Remember when you walked hunched over like a reed in the dunes, deeply rooted but relentlessly blown by the winds?
Remember?
I think there will be a time when I don’t remember. When the pain isn’t piercing. When I don’t have a hard time keeping my neck up straight and my gaze off the ground.
I recently heard on the Ted Radio Hour that it only takes humans three months to return to baseline after all but the most extreme traumatic events.
These are the kinds of things I take comfort in. We are built to be resilient.
A dear friend of mine was talking to me about her five-year-old daughter. “Five is hard,” she said. “It doesn’t get easier.”
I was glad to hear it. I’m tired of pinning my hopes on things getting easier. Five will be hard. I can spend my time sharpening my tools rather than filling my hope chest.
When 2013 slunk off into the dark night, my husband and I knew that 2014 was waiting in the corner with gloves on.
We’ve been trying to solve the problem of the apartment in the Bronx that we own. It was a good idea to buy it, newly married, planning a family, thinking of two bedrooms and a stable place to live.
Wasn’t it?
Every other young family I know seems to have a tale of real estate heartbreak and destruction. And they can all pretty much tell you to the penny the price they paid for their humility.
We’re still paying the bill.
New York was not content to let us go with scraped knees. New York needed to break our kneecaps with a crowbar.
When we moved to Oregon three years ago, we were underwater and couldn’t afford to sell. So we rented the apartment and took a hefty hit every month. And we watched as other people refinanced or got loan modifications or filed for Harp 2.0. But we didn’t qualify for anything because the place was considered a “second home” or an “income property.” So then we applied to sell it as a short sale.
The great thing about banks is they can require you to turn in every piece of paperwork that’s ever had your name flashed across it, and they can pass you on to case worker after case worker for months. And then say, “Oh, you don’t qualify for this. Someone should have told you that.”
This has been our purgatory.
Applying for everything available only to hear No, over and over and over and over again. The last time, with the short sale, the bank said, “You don’t qualify because you’ve made all your payments.” What?
It just didn’t pay to be starting your family and longing for a place to call your own in 2008. At least not for a lot of us.
The exhaustion, the stress on our marriage, the financial pain that our apartment in the Bronx has put us through is torrential. Right now. Right now it’s torrential.
But it may be over soon. Tomorrow. It may be over tomorrow.
But it’s hard to believe, because everything that could have gone wrong went wrong. Our realtor had other plans for us and started to work against us, our buyer’s bank got bought, the building’s management company decided to stop responding to bank requests. We watched as the walls of bureaucracy mounted around us, and as we disassembled one wall, another got built.

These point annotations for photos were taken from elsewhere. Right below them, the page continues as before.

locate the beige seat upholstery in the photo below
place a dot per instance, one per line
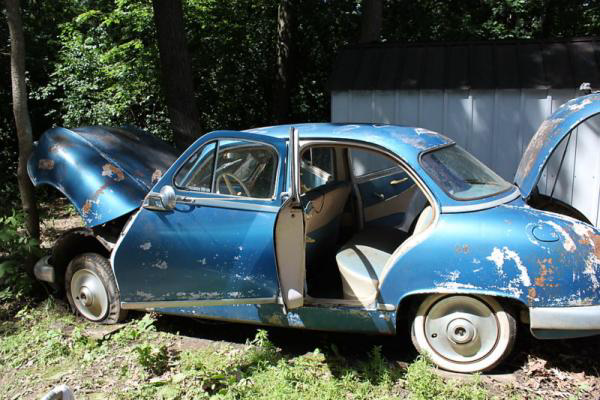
(425, 219)
(362, 259)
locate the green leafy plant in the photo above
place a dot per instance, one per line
(16, 249)
(154, 359)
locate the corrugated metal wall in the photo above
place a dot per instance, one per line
(495, 126)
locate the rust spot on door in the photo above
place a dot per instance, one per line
(546, 273)
(156, 176)
(531, 295)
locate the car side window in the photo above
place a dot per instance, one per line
(366, 162)
(196, 173)
(246, 169)
(317, 168)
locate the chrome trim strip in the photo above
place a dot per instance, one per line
(481, 206)
(220, 202)
(150, 305)
(226, 204)
(583, 318)
(386, 307)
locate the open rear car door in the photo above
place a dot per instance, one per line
(289, 234)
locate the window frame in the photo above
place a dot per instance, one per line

In all, there have been three banks, three lawyers, a transfer agent, two realtors, a management company, and a co-op board. This is standard in New York. And with so many people involved, it’s easy for people to say, “Well, it’s not our fault.”

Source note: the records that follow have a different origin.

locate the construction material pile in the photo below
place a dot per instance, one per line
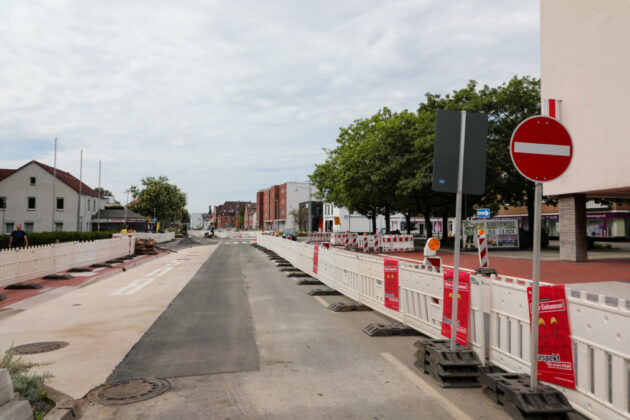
(146, 247)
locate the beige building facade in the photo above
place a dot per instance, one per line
(584, 64)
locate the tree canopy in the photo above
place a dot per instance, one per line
(157, 196)
(384, 163)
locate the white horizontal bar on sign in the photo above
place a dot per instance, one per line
(542, 149)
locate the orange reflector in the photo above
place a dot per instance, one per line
(434, 244)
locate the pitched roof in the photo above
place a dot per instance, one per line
(5, 173)
(62, 176)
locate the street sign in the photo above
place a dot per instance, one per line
(541, 148)
(483, 213)
(448, 131)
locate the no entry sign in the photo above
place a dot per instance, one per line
(541, 148)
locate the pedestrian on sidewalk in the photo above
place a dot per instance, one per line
(18, 238)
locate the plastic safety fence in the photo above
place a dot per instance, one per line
(499, 318)
(319, 237)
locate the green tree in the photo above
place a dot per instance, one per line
(157, 196)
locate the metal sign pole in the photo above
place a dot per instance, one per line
(535, 288)
(458, 226)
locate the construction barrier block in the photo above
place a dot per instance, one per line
(383, 330)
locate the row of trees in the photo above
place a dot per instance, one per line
(384, 164)
(157, 197)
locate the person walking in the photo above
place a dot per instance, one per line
(18, 238)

I think I had to write about this because it’s the reason that I keep disappearing. When so much of my emotional and relational capabilities are taken over by one giant obstacle, I fall into myself.
Some wonderful things have come from this, however.
My husband and I have had to have some really tough, ongoing conversations—and I think this meatiness is where we’ve found our soul as a couple. It’s very clear what is important and what is not.
Our buyers are really, really wonderful people and we are leaving this odyssey friends who have battled the forces of bureaucracy together with faith and humor.
I am able to—sometimes, even most times on some days—live in the moment. Because often that’s been the only thing I’ve had. And it’s amazing what an afternoon coffee or an hour in the garden can do for me.
So if you’re still here, thanks. I’m grateful for your friendship and your readership, and for your continuing willingness to share a part of your own self with me.
3/31/14 UPDATE:
It happened!!!! The piercing pain is gone!! Prayers and persistence and the unwavering support of friends and family have carried us to the other side. We are truly grateful!